There are a lot of different solutions knocking around for running queries on one or more CSV files. This is a web-based notebook that prioritizes loading large files quickly so you can get running queries on them as soon as possible. It supports most text files, Excel files, JSON. It can also display your results as graphs.
Visidata[0] is another great tool in this vein I often forget the name of when I really need it. Python, in the terminal, kind of like vim on CSV with graphing capabilities.
Second this recommendation for the terminal. For my CLI toolbox, VisiData is my favorite.
I find VisiData is great for quickly exploring and querying data from the CLI. It can handle many types of files (SQLite, CSV, TSV, Excel, JSON, YAML, etc). Visidata loads all the data into memory, and so is very responsive when exploring the data. It allows you to quickly do all sorts of of adhoc queries interactively, without having to write a valid SQL query.
I haven't used Q. When I first heard of it, I liked the idea that Q allowed you to run random queries on CSV and TSV files. However, it seemed like it would be slow if you wanted to do follow up queries, since it had to repopulate the in memory SQLite file for each query. Though it looks like the latest version has a way to cache the generated sqlite file. So that seems like it could help.
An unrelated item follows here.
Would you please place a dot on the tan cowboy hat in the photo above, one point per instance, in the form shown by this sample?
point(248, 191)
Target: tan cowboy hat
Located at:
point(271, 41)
Also, if I have some CSV, TSV, JSONL data sqlite-utils is useful for converting them to SQLite, and then exploring with Visidata or SQL queries.
Not sure what's your definition of "vanilla JavaScript", but https://dirtylittlesql.com/separators.js is clearly produced by a bundler, bundling a bunch of npm packages like events, buffer, etc. I would be pretty alarmed if someone wrote a single 7659-line vanilla JavaScript file by hand in 2021.
Vanilla JS nowadays means not using a framework, in yesteryears it meant not using jQuery, in either case, it doesn't preclude from having dependencies.
to be fair, in case the dependencies are pegged to specific known-good versions and are bundled into one or a few files then two concerns with dependencies go away, namely, insanely deep and wide file system trees and the lingering danger of any one of hundreds of software titles getting malware-ized. One could even add that it's probably a good idea to prefer tried-and-tested existing software over writing everything from scratch.
Why does it matter that it's vanilla Javascript? I don't think this would actually fit the general definition of vanilla Javascript, but I'm more curious why it matters at all?
This is really wonderful! The discussion about lay people's knowledge of sql reminded me that the Pandas API is often useful for non-sql folk. Likewise there are some projects similar to dirtylittlesql to bring Python data manipulation to the browser.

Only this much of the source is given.